Inverse spectral problems on a closed manifold

TL;DR

This paper investigates inverse spectral problems on closed Riemannian manifolds, demonstrating unique determination of the manifold from spectral data and boundary measurements, even with limited information.

Contribution

It introduces new inverse problems on manifolds, proving uniqueness results with minimal spectral data and conditions for reconstructing the manifold.

Findings

Unique determination of the manifold from eigenvalues and boundary data.

Reconstruction is possible with partial boundary data if the hypersurface has multiple components.

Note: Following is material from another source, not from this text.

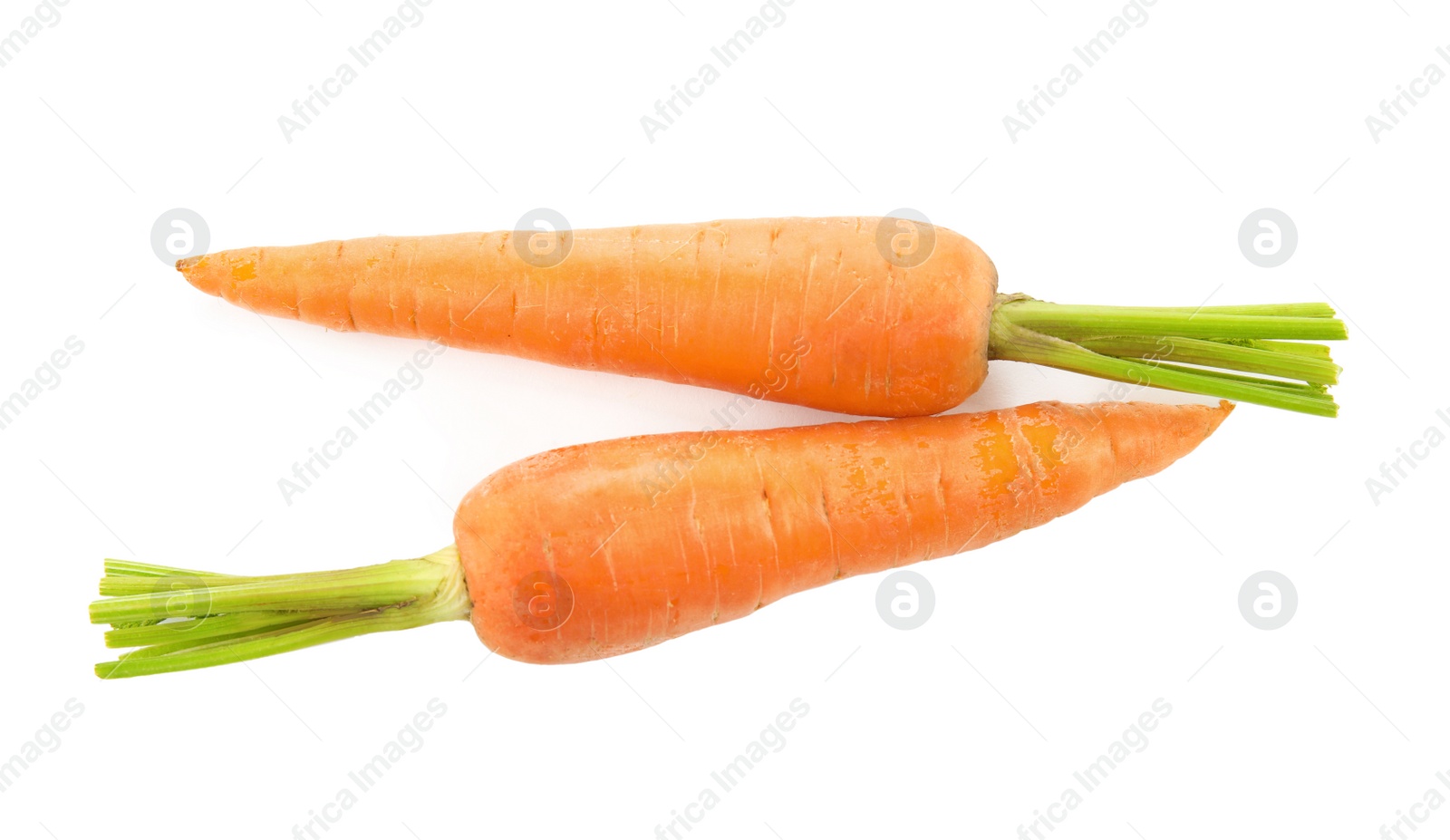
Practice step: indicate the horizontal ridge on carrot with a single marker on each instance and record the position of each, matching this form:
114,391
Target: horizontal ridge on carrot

Conditions based on spectra of cut manifolds ensure identifiability.

Abstract

In this paper we consider two inverse problems on a closed connected Riemannian manifold $(M,g)$. The first one is a direct analog of the Gel'fand inverse boundary spectral problem. To formulate it, assume that $M$ is divided by a hypersurface $\Sigma$ into two components and we know the eigenvalues $\lambda_j$ of the Laplace operator on $(M,g)$ and also the Cauchy data, on $\Sigma$, of the corresponding eigenfunctions $\phi_j$, i.e. $\phi_j|_{\Sigma},\partial_\nu\phi_j|_{\Sigma}$, where $\nu$ is the normal to $\Sigma$. We prove that these data determine $(M,g)$ uniquely, i.e. up to an isometry. In the second problem we are given much less data, namely, $\lambda_j$ and $\phi_j|_{\Sigma}$ only. However, if $\Sigma$ consists of at least two components, $\Sigma_1, \Sigma_2$, we are still able to determine $(M,g)$ assuming some conditions on $M$ and $\Sigma$. These conditions are formulated in terms of the spectra of the manifolds with boundary obtained by cutting $M$ along $\Sigma_i$, $i=1,2$, and are of a generic nature. We consider also some other inverse problems on $M$ related to the above with data which is easier to obtain from measurements than the spectral data described.